According to The Japan Times, newly updated figures found that GDP grew slightly more than previously believed – 2.2% at an annualized rate instead of 2.1. Many of the aforementioned secondary metrics contributing to GDP, including private spending, that had Japanese business leaders worried remained unchanged. However, certain categories recovered, like capital expenditure, which rose 0.3% after initial estimates of a 0.3% contraction.
One economic issue that appears certain, meanwhile, is the government’s plan to enact a nationwide sales tax increase to 10%, which some economists predict will hurt domestic spending even more.
When Thailand held its first democratic elections in half a decade, there was considerable optimism regarding the nation’s economic hopes. However, results released earlier in June by the Thai military junta, which claim the ruling government won, sparked civil unrest and led to considerable speculation of a rigged vote, according to Bloomberg.
Economically, the instability continues to cut down on the tourism so vital to Thailand’s GDP, even with a 35% increase in Indian visitors. Foreign investors who’d been interested in bringing operations to the country are now reconsidering or canceling their plans, with the stable Vietnam stealing much of this potential business. On the other hand, the nation’s auto parts manufacturing is thriving and shows few signs of slowdown. Planned infrastructure initiatives continue to draw foreign interest despite the political upheaval.
Numbers from the latest edition of the Employment Situation Summary compiled by the Bureau of Labor Statistics showed a notable slowdown in the pace of job creation within the U.S.: American nonfarm payroll organizations added 75,000 jobs in May, making it the first and only month of this year – aside from February – to fall short of six-figure growth thus far.
The final figure came in below Bloomberg’s survey that projected the U.S. labour force to add 175,000 jobs – and even further behind the estimate of Reuters’s poll, which had expected an addition of 185,000 new workers. By comparison to the previous month, May represents a particularly surprising decline, as April saw 227,000 new employees added to American companies. (Unemployment, meanwhile, held fast at 3.6%).
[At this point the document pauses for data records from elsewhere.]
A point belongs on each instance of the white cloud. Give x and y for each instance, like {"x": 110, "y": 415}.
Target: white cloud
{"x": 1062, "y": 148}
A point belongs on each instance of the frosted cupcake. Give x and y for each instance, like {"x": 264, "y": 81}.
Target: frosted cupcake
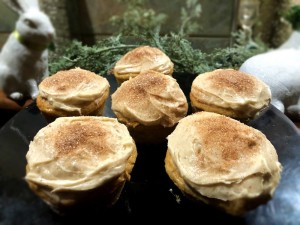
{"x": 74, "y": 92}
{"x": 150, "y": 105}
{"x": 141, "y": 59}
{"x": 78, "y": 161}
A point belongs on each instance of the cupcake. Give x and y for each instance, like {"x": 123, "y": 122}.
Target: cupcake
{"x": 141, "y": 59}
{"x": 231, "y": 93}
{"x": 79, "y": 161}
{"x": 219, "y": 161}
{"x": 150, "y": 105}
{"x": 74, "y": 92}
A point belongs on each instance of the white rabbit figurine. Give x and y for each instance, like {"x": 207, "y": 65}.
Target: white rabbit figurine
{"x": 280, "y": 69}
{"x": 24, "y": 56}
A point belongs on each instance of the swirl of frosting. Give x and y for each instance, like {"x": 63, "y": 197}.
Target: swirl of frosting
{"x": 78, "y": 153}
{"x": 150, "y": 98}
{"x": 144, "y": 58}
{"x": 221, "y": 158}
{"x": 73, "y": 89}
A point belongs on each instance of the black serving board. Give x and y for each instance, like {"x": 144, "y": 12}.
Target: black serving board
{"x": 150, "y": 196}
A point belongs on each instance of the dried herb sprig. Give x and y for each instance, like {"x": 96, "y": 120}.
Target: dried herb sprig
{"x": 101, "y": 57}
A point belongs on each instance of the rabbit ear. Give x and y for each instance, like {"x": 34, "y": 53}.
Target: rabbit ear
{"x": 21, "y": 6}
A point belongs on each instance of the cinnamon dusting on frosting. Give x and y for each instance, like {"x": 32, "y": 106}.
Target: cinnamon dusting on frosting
{"x": 77, "y": 136}
{"x": 238, "y": 81}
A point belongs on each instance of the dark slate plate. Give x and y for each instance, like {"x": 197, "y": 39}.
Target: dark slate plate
{"x": 150, "y": 195}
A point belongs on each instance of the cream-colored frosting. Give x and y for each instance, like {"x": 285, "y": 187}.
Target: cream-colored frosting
{"x": 144, "y": 58}
{"x": 73, "y": 89}
{"x": 231, "y": 89}
{"x": 151, "y": 98}
{"x": 219, "y": 157}
{"x": 78, "y": 153}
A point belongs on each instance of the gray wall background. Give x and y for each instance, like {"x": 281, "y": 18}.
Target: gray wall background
{"x": 88, "y": 20}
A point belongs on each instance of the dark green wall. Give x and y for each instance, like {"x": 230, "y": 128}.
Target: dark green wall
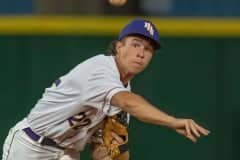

May and the first half of June have also been characterized by the renewal of trade tensions between Mexico and the U.S. After agreeing to exempt Mexico from American steel and aluminum tariffs, President Donald Trump threatened to impose a blanket penalty on Mexican imports weeks later unless the country enacted stronger border security measures. Reuters reported that the two nations reached a deal to avoid the imposition of import duties, but such issues helped to push back legislative confirmation of the U.S.-Mexico-Canada Trade Agreement.
Unauthorized entry into the U.S. from Mexico – by Mexican nationals as well as Guatemalan and El Salvadoran migrants fleeing rampant crime and economic hardships – has been a major sticking point for the White House. Mexican authorities consider it a concern, but have fewer resources to dedicate to the issue. Nevertheless, Foreign Minister Marcelo Ebrard said the Mexican National Guard would send 6,000 troops to the southern border with Guatemala to tighten security.
Because of Trump’s tariff threats, immigration has evolved into an economic concern for the Mexican government under new president Andres Manuel Lopez Obrador. Organizations including the International Money Fund reduced their expectations for the nation’s economic growth earlier this year, and Moody’s followed suit 17 June: The credit rating agency said gross domestic product expansion will drop from 2018’s 2% total to 1.2 by 2019’s end, due to difficulties with state-run oil firm Pemex and foreign investors feeling uncertain about Mexico’s economic future.